Second Round, March 2019

a. An example of a correct sequence is $5,7,6,3,1,2$. This sequence consists of six distinct numbers and is 2-composite since $5+6+1=7+3+2$. It is also 3-composite since $5+3=7+1=6+2$.

b. A possible solution is $8,17,26,27,19,10,1$. This sequence consists of seven distinct integers and is 2-composite since $8+26+19+1=17+27+10$. It is 3-composite since $8+27+1=17+19=26+10$. It is also 4-composite since $8+19=17+10=26+1=27$.

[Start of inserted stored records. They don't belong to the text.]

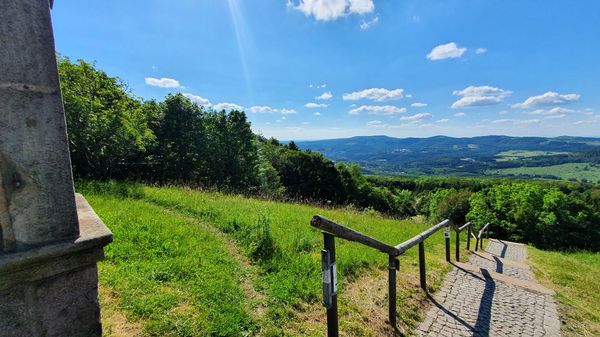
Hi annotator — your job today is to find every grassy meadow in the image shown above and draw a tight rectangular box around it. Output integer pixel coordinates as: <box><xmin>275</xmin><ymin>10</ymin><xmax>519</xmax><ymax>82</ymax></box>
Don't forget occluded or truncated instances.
<box><xmin>485</xmin><ymin>163</ymin><xmax>600</xmax><ymax>182</ymax></box>
<box><xmin>528</xmin><ymin>247</ymin><xmax>600</xmax><ymax>336</ymax></box>
<box><xmin>77</xmin><ymin>182</ymin><xmax>460</xmax><ymax>336</ymax></box>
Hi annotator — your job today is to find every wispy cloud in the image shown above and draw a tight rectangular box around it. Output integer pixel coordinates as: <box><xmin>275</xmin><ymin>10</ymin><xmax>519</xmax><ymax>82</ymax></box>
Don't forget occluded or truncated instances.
<box><xmin>427</xmin><ymin>42</ymin><xmax>467</xmax><ymax>61</ymax></box>
<box><xmin>315</xmin><ymin>91</ymin><xmax>333</xmax><ymax>100</ymax></box>
<box><xmin>213</xmin><ymin>103</ymin><xmax>244</xmax><ymax>111</ymax></box>
<box><xmin>304</xmin><ymin>102</ymin><xmax>328</xmax><ymax>109</ymax></box>
<box><xmin>348</xmin><ymin>105</ymin><xmax>406</xmax><ymax>115</ymax></box>
<box><xmin>451</xmin><ymin>85</ymin><xmax>512</xmax><ymax>109</ymax></box>
<box><xmin>182</xmin><ymin>92</ymin><xmax>210</xmax><ymax>106</ymax></box>
<box><xmin>400</xmin><ymin>112</ymin><xmax>432</xmax><ymax>123</ymax></box>
<box><xmin>512</xmin><ymin>91</ymin><xmax>581</xmax><ymax>109</ymax></box>
<box><xmin>144</xmin><ymin>77</ymin><xmax>181</xmax><ymax>88</ymax></box>
<box><xmin>367</xmin><ymin>121</ymin><xmax>389</xmax><ymax>128</ymax></box>
<box><xmin>492</xmin><ymin>118</ymin><xmax>541</xmax><ymax>125</ymax></box>
<box><xmin>359</xmin><ymin>16</ymin><xmax>379</xmax><ymax>30</ymax></box>
<box><xmin>342</xmin><ymin>88</ymin><xmax>404</xmax><ymax>102</ymax></box>
<box><xmin>287</xmin><ymin>0</ymin><xmax>375</xmax><ymax>21</ymax></box>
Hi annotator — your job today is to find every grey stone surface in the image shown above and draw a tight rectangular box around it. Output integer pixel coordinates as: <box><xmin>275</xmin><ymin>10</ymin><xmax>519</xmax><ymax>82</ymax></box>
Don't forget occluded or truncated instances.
<box><xmin>0</xmin><ymin>263</ymin><xmax>102</xmax><ymax>337</ymax></box>
<box><xmin>0</xmin><ymin>0</ymin><xmax>112</xmax><ymax>337</ymax></box>
<box><xmin>417</xmin><ymin>240</ymin><xmax>560</xmax><ymax>336</ymax></box>
<box><xmin>0</xmin><ymin>0</ymin><xmax>79</xmax><ymax>252</ymax></box>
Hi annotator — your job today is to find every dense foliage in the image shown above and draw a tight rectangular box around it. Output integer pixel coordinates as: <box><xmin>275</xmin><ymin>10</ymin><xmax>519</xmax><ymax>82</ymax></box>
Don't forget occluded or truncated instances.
<box><xmin>59</xmin><ymin>58</ymin><xmax>600</xmax><ymax>249</ymax></box>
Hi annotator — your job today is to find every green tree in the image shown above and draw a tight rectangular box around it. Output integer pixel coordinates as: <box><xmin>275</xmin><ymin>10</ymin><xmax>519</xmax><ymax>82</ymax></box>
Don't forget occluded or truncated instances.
<box><xmin>58</xmin><ymin>57</ymin><xmax>155</xmax><ymax>178</ymax></box>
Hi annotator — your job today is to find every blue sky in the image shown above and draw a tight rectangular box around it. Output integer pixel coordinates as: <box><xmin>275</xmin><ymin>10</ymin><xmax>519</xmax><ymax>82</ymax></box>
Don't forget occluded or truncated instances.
<box><xmin>53</xmin><ymin>0</ymin><xmax>600</xmax><ymax>140</ymax></box>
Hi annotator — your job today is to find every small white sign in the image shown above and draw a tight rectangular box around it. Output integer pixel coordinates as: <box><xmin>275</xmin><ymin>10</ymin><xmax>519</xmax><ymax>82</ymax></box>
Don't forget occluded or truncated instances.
<box><xmin>331</xmin><ymin>262</ymin><xmax>337</xmax><ymax>294</ymax></box>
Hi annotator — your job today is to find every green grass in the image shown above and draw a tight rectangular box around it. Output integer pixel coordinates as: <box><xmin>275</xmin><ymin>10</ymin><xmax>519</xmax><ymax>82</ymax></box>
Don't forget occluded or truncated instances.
<box><xmin>78</xmin><ymin>183</ymin><xmax>458</xmax><ymax>336</ymax></box>
<box><xmin>528</xmin><ymin>247</ymin><xmax>600</xmax><ymax>336</ymax></box>
<box><xmin>485</xmin><ymin>163</ymin><xmax>600</xmax><ymax>182</ymax></box>
<box><xmin>86</xmin><ymin>193</ymin><xmax>254</xmax><ymax>336</ymax></box>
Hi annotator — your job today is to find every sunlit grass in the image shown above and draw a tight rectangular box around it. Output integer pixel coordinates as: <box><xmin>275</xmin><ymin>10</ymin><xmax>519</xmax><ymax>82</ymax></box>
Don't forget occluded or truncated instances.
<box><xmin>79</xmin><ymin>183</ymin><xmax>454</xmax><ymax>336</ymax></box>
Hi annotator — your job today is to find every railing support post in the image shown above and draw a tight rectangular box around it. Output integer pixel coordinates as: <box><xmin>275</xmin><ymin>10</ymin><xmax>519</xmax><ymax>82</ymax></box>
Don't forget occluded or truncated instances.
<box><xmin>444</xmin><ymin>227</ymin><xmax>450</xmax><ymax>262</ymax></box>
<box><xmin>455</xmin><ymin>230</ymin><xmax>460</xmax><ymax>262</ymax></box>
<box><xmin>419</xmin><ymin>241</ymin><xmax>427</xmax><ymax>291</ymax></box>
<box><xmin>467</xmin><ymin>224</ymin><xmax>473</xmax><ymax>250</ymax></box>
<box><xmin>323</xmin><ymin>232</ymin><xmax>339</xmax><ymax>337</ymax></box>
<box><xmin>388</xmin><ymin>254</ymin><xmax>400</xmax><ymax>330</ymax></box>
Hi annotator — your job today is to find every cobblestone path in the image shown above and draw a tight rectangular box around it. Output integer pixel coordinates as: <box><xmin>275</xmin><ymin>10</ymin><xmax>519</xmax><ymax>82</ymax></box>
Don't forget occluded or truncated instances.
<box><xmin>417</xmin><ymin>240</ymin><xmax>560</xmax><ymax>336</ymax></box>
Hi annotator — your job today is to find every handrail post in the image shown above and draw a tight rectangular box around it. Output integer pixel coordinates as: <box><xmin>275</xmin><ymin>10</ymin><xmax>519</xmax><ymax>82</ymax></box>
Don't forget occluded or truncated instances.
<box><xmin>444</xmin><ymin>226</ymin><xmax>450</xmax><ymax>262</ymax></box>
<box><xmin>323</xmin><ymin>232</ymin><xmax>339</xmax><ymax>337</ymax></box>
<box><xmin>419</xmin><ymin>241</ymin><xmax>427</xmax><ymax>291</ymax></box>
<box><xmin>388</xmin><ymin>254</ymin><xmax>400</xmax><ymax>330</ymax></box>
<box><xmin>467</xmin><ymin>224</ymin><xmax>473</xmax><ymax>250</ymax></box>
<box><xmin>455</xmin><ymin>229</ymin><xmax>460</xmax><ymax>262</ymax></box>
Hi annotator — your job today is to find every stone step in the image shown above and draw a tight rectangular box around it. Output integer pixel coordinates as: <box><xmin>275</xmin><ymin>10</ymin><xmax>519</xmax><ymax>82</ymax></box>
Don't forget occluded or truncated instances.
<box><xmin>454</xmin><ymin>262</ymin><xmax>554</xmax><ymax>295</ymax></box>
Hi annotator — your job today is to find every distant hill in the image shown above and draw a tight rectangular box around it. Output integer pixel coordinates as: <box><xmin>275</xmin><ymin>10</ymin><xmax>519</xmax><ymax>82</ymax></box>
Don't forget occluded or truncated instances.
<box><xmin>296</xmin><ymin>136</ymin><xmax>600</xmax><ymax>179</ymax></box>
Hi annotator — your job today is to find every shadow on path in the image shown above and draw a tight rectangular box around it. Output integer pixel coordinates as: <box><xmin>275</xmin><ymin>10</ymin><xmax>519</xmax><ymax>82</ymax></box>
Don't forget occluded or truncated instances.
<box><xmin>474</xmin><ymin>268</ymin><xmax>496</xmax><ymax>336</ymax></box>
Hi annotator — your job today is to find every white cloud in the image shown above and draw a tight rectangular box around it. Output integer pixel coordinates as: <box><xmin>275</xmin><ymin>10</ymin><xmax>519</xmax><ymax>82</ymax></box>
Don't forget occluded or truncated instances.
<box><xmin>544</xmin><ymin>114</ymin><xmax>567</xmax><ymax>119</ymax></box>
<box><xmin>288</xmin><ymin>0</ymin><xmax>375</xmax><ymax>21</ymax></box>
<box><xmin>350</xmin><ymin>0</ymin><xmax>375</xmax><ymax>14</ymax></box>
<box><xmin>348</xmin><ymin>105</ymin><xmax>406</xmax><ymax>115</ymax></box>
<box><xmin>182</xmin><ymin>92</ymin><xmax>210</xmax><ymax>106</ymax></box>
<box><xmin>315</xmin><ymin>91</ymin><xmax>333</xmax><ymax>100</ymax></box>
<box><xmin>304</xmin><ymin>103</ymin><xmax>328</xmax><ymax>109</ymax></box>
<box><xmin>492</xmin><ymin>118</ymin><xmax>541</xmax><ymax>125</ymax></box>
<box><xmin>451</xmin><ymin>85</ymin><xmax>512</xmax><ymax>109</ymax></box>
<box><xmin>248</xmin><ymin>105</ymin><xmax>276</xmax><ymax>113</ymax></box>
<box><xmin>527</xmin><ymin>107</ymin><xmax>575</xmax><ymax>115</ymax></box>
<box><xmin>248</xmin><ymin>105</ymin><xmax>296</xmax><ymax>114</ymax></box>
<box><xmin>144</xmin><ymin>77</ymin><xmax>181</xmax><ymax>88</ymax></box>
<box><xmin>342</xmin><ymin>88</ymin><xmax>404</xmax><ymax>102</ymax></box>
<box><xmin>400</xmin><ymin>112</ymin><xmax>432</xmax><ymax>123</ymax></box>
<box><xmin>213</xmin><ymin>103</ymin><xmax>244</xmax><ymax>111</ymax></box>
<box><xmin>427</xmin><ymin>42</ymin><xmax>467</xmax><ymax>61</ymax></box>
<box><xmin>367</xmin><ymin>121</ymin><xmax>389</xmax><ymax>128</ymax></box>
<box><xmin>512</xmin><ymin>91</ymin><xmax>581</xmax><ymax>109</ymax></box>
<box><xmin>359</xmin><ymin>16</ymin><xmax>379</xmax><ymax>30</ymax></box>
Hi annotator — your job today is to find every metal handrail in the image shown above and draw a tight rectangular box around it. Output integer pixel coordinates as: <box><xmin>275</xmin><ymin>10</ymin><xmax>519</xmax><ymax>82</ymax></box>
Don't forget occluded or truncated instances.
<box><xmin>310</xmin><ymin>215</ymin><xmax>401</xmax><ymax>256</ymax></box>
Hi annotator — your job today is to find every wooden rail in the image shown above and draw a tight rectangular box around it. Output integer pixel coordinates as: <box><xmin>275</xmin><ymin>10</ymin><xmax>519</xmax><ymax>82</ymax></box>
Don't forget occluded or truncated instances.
<box><xmin>310</xmin><ymin>215</ymin><xmax>401</xmax><ymax>256</ymax></box>
<box><xmin>310</xmin><ymin>215</ymin><xmax>464</xmax><ymax>337</ymax></box>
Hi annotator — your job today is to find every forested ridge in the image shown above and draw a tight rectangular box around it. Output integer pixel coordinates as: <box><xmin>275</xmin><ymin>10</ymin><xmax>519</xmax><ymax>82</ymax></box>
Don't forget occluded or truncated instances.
<box><xmin>59</xmin><ymin>57</ymin><xmax>600</xmax><ymax>251</ymax></box>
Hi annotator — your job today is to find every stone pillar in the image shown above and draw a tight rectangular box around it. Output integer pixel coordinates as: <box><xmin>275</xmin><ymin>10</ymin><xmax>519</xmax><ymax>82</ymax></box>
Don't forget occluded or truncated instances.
<box><xmin>0</xmin><ymin>0</ymin><xmax>112</xmax><ymax>337</ymax></box>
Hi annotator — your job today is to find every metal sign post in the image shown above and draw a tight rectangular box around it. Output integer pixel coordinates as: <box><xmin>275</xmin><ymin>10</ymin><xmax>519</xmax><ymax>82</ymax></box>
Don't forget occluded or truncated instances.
<box><xmin>321</xmin><ymin>232</ymin><xmax>339</xmax><ymax>337</ymax></box>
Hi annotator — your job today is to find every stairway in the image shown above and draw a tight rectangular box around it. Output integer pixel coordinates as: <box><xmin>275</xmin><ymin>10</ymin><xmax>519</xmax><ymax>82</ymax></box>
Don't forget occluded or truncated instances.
<box><xmin>417</xmin><ymin>239</ymin><xmax>560</xmax><ymax>337</ymax></box>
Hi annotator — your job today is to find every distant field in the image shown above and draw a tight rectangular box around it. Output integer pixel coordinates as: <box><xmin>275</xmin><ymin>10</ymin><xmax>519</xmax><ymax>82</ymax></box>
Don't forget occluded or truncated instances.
<box><xmin>496</xmin><ymin>150</ymin><xmax>570</xmax><ymax>162</ymax></box>
<box><xmin>78</xmin><ymin>183</ymin><xmax>458</xmax><ymax>336</ymax></box>
<box><xmin>529</xmin><ymin>247</ymin><xmax>600</xmax><ymax>336</ymax></box>
<box><xmin>485</xmin><ymin>163</ymin><xmax>600</xmax><ymax>182</ymax></box>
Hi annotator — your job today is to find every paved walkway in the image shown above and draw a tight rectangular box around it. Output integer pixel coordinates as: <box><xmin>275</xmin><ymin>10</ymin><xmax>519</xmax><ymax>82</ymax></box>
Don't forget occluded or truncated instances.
<box><xmin>418</xmin><ymin>240</ymin><xmax>560</xmax><ymax>336</ymax></box>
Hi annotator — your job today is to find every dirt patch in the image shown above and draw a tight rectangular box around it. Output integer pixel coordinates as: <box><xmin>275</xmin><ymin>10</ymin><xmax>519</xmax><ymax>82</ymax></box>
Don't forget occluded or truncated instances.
<box><xmin>98</xmin><ymin>285</ymin><xmax>143</xmax><ymax>337</ymax></box>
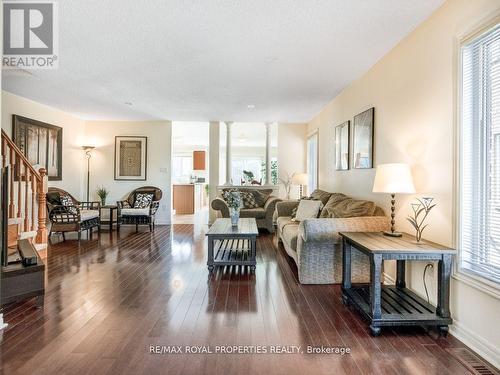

c. The largest $k$ for which a $k$-composite sequence of 99 distinct integers exists, is $k=50$. An example of such a sequence is $$1,2,\dots ,48,49,100,99,98,\dots ,52,51.$$ The 99 integers in the sequence are indeed distinct and we see that $1+99=2+98=\cdots =48+52=49+51=100$, so this sequence is 50-composite.

Now suppose that $k>50$ and that we have a $k$-composite sequence $a_1,a_2,\dots ,a_{99}$. Consider the group that contains the number $a_{49}$. Since $49-k<0$ and $49+k>99$, this group cannot contain any other number beside $a_{49}$. Next, consider the group containing the number $a_{50}$. Since $50-k<0$ and $50+k>99$, this group cannot contain any other number beside $a_{50}$. Hence, the numbers $a_{49}$ and $a_{50}$ each form a group by themselves and must therefore have the same value. But this is not allowed since the 99 numbers in the sequence had to be distinct.